Methods: LR-lncRNAs were determined from the RNA-ref profiles of HNSCC samples in The Cancer Genome Atlas (TCGA). The prognostic model was established by univariate Cox and Lasso regression analysis. Clinical relevance and predictive accuracy were investigated, and external validation was also performed in the Gene Expression Omnibus (GEO) cohort. Tumor immune infiltration and relevant functional analysis, including the association of autophagy with prognostic signatures, were conducted through single-sample gene set enrichment analysis (ssGSEA). The regulatory network of candidate LR-lncRNAs was investigated via coexpression, ceRNA and cis/trans acting interactions. Potential genes were selected through qRT-PCR analysis, and their effects on tumor biological activities and autophagic activity were explored after gene knockdown.
Results: A total of 222 LR-lncRNAs were identified. Among the 41 genes with prognostic significance, 17 lncRNAs were eligible for the risk model.
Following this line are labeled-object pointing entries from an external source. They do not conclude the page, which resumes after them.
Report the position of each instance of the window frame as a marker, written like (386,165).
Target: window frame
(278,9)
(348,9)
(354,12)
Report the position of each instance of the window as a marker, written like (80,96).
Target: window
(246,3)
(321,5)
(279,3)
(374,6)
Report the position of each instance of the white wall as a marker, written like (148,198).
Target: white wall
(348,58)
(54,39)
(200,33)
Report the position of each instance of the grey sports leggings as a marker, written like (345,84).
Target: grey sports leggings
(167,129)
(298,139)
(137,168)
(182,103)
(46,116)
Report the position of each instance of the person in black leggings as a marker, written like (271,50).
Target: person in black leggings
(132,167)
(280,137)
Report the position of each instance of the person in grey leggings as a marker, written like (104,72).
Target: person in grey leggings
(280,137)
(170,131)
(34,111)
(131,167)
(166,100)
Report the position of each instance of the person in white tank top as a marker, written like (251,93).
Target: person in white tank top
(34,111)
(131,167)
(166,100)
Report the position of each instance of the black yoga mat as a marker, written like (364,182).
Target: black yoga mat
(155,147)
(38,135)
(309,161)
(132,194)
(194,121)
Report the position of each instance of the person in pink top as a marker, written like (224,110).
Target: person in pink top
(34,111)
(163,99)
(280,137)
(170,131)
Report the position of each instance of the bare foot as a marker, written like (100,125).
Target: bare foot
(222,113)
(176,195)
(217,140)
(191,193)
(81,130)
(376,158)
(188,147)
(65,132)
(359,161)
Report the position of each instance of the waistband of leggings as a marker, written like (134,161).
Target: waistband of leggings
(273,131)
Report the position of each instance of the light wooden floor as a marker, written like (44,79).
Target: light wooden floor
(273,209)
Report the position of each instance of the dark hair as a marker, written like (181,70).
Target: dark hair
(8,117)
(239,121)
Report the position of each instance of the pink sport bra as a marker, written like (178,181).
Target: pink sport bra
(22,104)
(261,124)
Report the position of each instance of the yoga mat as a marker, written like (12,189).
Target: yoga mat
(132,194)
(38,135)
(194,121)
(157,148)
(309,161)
Patients in the high-risk group had a poorer prognosis than those in the low-risk group, and the risk score was found to be positively associated with tumor microenvironment infiltration via multiple algorithms. Furthermore, improved prognosis was found in patients with high autophagic scores and low risk scores, and autophagy-related genes such as PINK1 and CCL2 showed significantly lower expression in the low-risk group. The expression of immune checkpoint genes such as CD28, CTLA4 and PDCD1 decreased dramatically in the high-risk group. The target genes of candidate lncRNAs were confirmed, such as ENO2 and PPAR-gamma. Furthermore, MIR4435-2HG was the most significantly overexpressed lncRNA in HNSCC cell lines and tumor samples, which could promote proliferation and migration and inhibit apoptosis. Additionally, MIR4435-2HG silencing activated autophagy by increasing LC3B expression.
Conclusion: This study constructed an LR-lncRNA prognostic signature for HNSCC and indicated its relationships with tumor immunity and autophagy, which provides a promising future for LR-lncRNA-oriented prognostic tools and therapeutic targets.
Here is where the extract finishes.